In 2021, Mehring initiated the photographic landscape installation Beuys Land, featuring the work of German-American photographer Gerd Ludwig, to explore the connection between art and climate change in the unique natural landscape of Beuys' youth between Kleve in Germany and Nijmegen in the Netherlands.
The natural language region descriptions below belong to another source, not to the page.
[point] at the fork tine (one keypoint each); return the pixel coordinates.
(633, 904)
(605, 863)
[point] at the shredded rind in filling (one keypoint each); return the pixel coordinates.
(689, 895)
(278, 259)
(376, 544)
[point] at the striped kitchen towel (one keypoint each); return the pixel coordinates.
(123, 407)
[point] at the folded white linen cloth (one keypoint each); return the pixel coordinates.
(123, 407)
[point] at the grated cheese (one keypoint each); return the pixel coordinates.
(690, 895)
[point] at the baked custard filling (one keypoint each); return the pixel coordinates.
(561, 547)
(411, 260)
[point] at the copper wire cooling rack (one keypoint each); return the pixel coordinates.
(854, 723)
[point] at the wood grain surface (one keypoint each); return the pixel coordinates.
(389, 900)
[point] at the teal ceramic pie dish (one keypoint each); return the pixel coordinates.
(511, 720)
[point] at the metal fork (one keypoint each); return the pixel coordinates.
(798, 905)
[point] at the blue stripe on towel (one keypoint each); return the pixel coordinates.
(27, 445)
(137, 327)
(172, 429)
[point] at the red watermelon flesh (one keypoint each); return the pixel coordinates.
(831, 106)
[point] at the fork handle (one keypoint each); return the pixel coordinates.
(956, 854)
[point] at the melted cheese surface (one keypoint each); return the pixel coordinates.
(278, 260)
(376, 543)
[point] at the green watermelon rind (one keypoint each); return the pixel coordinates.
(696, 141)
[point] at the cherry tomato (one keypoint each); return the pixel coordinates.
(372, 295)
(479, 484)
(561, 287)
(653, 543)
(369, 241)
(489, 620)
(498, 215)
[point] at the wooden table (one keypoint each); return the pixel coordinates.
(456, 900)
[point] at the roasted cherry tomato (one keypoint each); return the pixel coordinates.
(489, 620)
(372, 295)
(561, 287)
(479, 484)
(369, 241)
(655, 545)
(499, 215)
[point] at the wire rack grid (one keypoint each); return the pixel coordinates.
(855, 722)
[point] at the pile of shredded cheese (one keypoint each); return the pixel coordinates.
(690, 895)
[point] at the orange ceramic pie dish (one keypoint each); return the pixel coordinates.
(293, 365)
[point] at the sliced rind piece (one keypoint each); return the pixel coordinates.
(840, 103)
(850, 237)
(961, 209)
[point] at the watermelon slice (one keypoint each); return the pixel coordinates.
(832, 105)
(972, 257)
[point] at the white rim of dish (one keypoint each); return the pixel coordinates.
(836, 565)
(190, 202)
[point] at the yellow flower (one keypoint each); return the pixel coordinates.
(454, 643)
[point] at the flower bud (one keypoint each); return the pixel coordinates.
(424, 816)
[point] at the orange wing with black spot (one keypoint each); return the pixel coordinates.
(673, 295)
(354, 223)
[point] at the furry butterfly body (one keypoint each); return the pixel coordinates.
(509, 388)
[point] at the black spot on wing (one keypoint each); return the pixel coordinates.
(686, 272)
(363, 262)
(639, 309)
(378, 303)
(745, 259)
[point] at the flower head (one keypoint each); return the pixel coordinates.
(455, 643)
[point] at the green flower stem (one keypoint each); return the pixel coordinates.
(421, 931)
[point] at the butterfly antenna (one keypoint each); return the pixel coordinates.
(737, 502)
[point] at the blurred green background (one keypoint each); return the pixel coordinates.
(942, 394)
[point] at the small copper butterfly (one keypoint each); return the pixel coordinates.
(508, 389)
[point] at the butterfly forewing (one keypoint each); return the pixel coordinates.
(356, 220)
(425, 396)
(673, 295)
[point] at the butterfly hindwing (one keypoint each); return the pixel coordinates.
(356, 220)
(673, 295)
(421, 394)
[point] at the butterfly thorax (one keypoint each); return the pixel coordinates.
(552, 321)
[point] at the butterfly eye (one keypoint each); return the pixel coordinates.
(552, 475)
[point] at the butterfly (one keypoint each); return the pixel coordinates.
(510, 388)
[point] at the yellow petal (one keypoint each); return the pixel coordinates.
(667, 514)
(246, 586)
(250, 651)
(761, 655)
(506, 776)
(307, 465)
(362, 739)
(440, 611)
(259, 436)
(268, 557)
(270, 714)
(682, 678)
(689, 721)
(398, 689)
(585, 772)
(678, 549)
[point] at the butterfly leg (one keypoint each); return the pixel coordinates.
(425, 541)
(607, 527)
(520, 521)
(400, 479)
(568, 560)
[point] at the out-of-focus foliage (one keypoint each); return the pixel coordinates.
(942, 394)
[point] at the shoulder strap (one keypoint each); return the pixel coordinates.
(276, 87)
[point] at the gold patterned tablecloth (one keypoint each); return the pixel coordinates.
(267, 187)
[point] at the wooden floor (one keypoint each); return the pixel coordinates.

=== Exhibitions (selection) ===

- 2021: Joseph Beuys: Kindheit und Jugend in Rindern, Forum Arenacum, Rindern
- 2021: Bäume, Beuys & Brüx. Forum Arenacum, Rindern
- 2022: Retro: Von Brüx bis Brüx 1902–2002, Forum Arenacum, Rindern
- 2023: Industrie-Fotografie: Josef Hintzen, Forum Arenacum, Rindern
- 2023: Resonanz: Fritz Poorten – Wasserburg-Kapelle in Rindern
- 2024: The Liberation 80 Years Ago - From Market Garden to the Rhineland Offensive
- 2025: The Van Halen Story: From Nijmegen Roots to Global Success
Since becoming a museum director, Frank Mehring has played a key role in publishing several works that bridge local art history, cultural studies, and transatlantic relation enriching both scholarly discourse and public engagement with cultural heritage. His publications feature collaborations with internationally renowned photographers such, as well as acclaimed illustrators and artists. In 2025, Mehring appeared in the ARTE documentary Der mystische Rhein von Joseph Beuys, discussing the cultural and environmental legacy of the artist.

=== Publications ===

- Frank Mehring, Kurt Kreiten (Hrsg.): Die Wasserburg Rindern im Wandel der Zeit: Jagdschloss, Gefechtsstand und Bildungsstätte. Kleve, 2020. ISBN 978-3-981793277
- Gerd Ludwig, Frank Mehring: Beuys Land. Lammerhuber, 2024. ISBN 978-3-903101-99-9
- Frank Mehring, Die Kaese-Spionin: Das Geheimnis des Gelben Buches. Rindern: Edition Mosaik, 2025 ISBN 978-3-98135366-2.